If PBS backups are running but restores feel slow, check whether you're restoring over a 1 Gbps link. Deduplication saves storage space, but a restore still has to pull every chunk back over the network, so restore speed depends heavily on your connection between the Proxmox VE node and the PBS server.

If storage on the PBS side keeps growing despite deduplication, it's usually retention settings, not a broken feature. Check Datastore > Prune & GC jobs — without a prune schedule, PBS happily keeps every single backup forever.

Best Practices

  • Don't run backups on the same physical disk as your VMs. If that disk dies, you lose both the VM and the backup at once.
  • Set a retention policy on day one, whichever tool you use. "Keep everything" quietly turns into a full disk six months later.
  • If you do adopt PBS, create a dedicated API token scoped to backup permissions only, instead of using the PBS root account from Proxmox VE.
  • Test a restore at least once, on both tools, before you actually need one. A backup you've never restored from is a guess, not a plan.
  • Honestly, if you're running a single VM for personal use, plain vzdump to a cheap USB drive is genuinely fine. Don't feel pressured into PBS just because it's the "advanced" option.

Frequently Asked Questions

Can I use vzdump and PBS at the same time?

Yes. Nothing stops you from keeping a vzdump job to local storage as a quick fallback while also sending backups to PBS. Some homelab users do exactly this for extra redundancy.

Does PBS replace snapshots?

No. Snapshots are a point-in-time state you roll back to instantly on the same storage, and they're not a substitute for an actual backup stored elsewhere. PBS and vzdump both create real, separate backup files; snapshots don't protect you if the underlying storage fails.

Is Proxmox Backup Server free?

Yes, PBS is free to install and use without a subscription, the same as Proxmox VE itself. Subscriptions are optional and mainly relevant for businesses that want vendor support.

How much overhead does PBS add to a small homelab?

Budget roughly 2 CPU cores, 2 GB of RAM, and 32 GB of disk for the PBS instance itself, on top of whatever storage your actual deduplicated backups need.

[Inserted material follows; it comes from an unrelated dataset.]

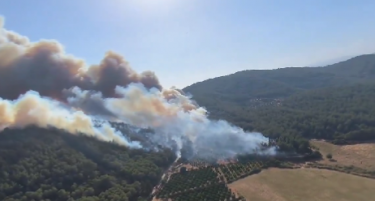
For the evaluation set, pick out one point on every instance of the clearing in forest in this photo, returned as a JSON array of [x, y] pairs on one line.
[[304, 184], [357, 155]]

Which one should a total beginner start with?

Start with vzdump. It's already built in, it works the moment you click Backup, and there's nothing extra to install or maintain. Move to PBS once you notice backup storage becoming a real problem.

Conclusion

Neither tool is objectively better — they solve different-sized problems. vzdump gets a homelab backed up in five minutes with zero extra infrastructure. PBS earns its keep once storage space, backup frequency, or multi-node management start costing you real time.

If you've never backed up your VMs at all, don't overthink this. Set up a scheduled vzdump job today, to any storage you have spare. You can always add PBS on top of that once you actually feel the pain it solves.